7th grade history at my school is the first half of American history. As befits a school with as much diversity as ours, it’s the first step-by-step introduction of American history a student whose been in the school since kindergarten will experience. In 7th grade, we start with colonial settlement and go all the way to the Battle of Gettysburg in the Civil War. 8th grade starts up with the Gettysburg Address and goes through the majority of the 20th century.

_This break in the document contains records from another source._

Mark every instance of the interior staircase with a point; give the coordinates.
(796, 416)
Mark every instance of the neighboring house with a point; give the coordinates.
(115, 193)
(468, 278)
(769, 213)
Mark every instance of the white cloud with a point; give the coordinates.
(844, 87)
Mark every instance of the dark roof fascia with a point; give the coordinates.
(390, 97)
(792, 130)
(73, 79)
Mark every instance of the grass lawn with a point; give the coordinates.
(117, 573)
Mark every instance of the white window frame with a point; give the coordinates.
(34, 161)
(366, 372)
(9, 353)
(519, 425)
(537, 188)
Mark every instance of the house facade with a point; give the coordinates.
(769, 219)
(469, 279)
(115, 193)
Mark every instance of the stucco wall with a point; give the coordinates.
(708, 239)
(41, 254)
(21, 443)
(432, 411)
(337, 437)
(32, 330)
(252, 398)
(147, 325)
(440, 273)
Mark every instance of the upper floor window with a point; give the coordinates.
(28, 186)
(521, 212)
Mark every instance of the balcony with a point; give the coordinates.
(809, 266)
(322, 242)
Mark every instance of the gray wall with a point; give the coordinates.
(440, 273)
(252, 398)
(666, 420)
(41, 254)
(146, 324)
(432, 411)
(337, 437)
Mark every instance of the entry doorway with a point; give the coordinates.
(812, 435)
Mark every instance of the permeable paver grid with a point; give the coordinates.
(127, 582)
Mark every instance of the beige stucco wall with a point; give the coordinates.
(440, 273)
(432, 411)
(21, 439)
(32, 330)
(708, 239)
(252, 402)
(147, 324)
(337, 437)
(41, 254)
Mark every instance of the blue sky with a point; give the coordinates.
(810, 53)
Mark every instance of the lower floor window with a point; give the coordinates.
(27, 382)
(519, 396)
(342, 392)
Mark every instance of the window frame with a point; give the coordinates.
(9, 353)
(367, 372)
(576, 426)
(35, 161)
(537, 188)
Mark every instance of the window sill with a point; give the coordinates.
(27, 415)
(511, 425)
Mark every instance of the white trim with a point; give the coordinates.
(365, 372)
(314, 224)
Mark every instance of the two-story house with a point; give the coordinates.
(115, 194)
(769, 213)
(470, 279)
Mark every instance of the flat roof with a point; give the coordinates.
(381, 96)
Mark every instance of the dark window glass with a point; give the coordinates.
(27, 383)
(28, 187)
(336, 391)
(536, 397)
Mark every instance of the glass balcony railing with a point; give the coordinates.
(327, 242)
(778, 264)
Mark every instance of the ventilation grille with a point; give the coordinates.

Because they are 7th graders, it’s also an appropriate time for us to explore some hard truths about our national story. I love my nation and consider myself a patriot but I’m not blind and I am aware that the ideals of the Declaration of Independence and Bill of Rights —— freedom, independence, and political equality ——— haven’t been extended to everyone in the same measure. In the gradual journey that is the American story, those principles are in the process of being extended to all of us. But it’s a slow process and a cursory look at the nation today certainly reveals the inequalities with which we continue to struggle.
My students are universally from a privileged economic class and they know this. Half are students of color, many of them multi-racial children who don’t fit neatly into a single category. They look at their immediate world and see a range of faces and experiences that they value equally, even if their nation does not. The formative president in their imagination is Barack Obama and they are about to watch a presidential race that will feature a front-runner candidate who is a woman.
In this atmosphere, they are sometimes casual about race and gender in a way that surprises me. But this is their world and their own comfort with diversity is reflected in their friendships and ambitions for one another. In the past few weeks, as we’ve explored the nuances of inequality in antebellum America, the injustice of it infuriates them. That I can’t promise a clean and perfect happy ending to the story frustrates me.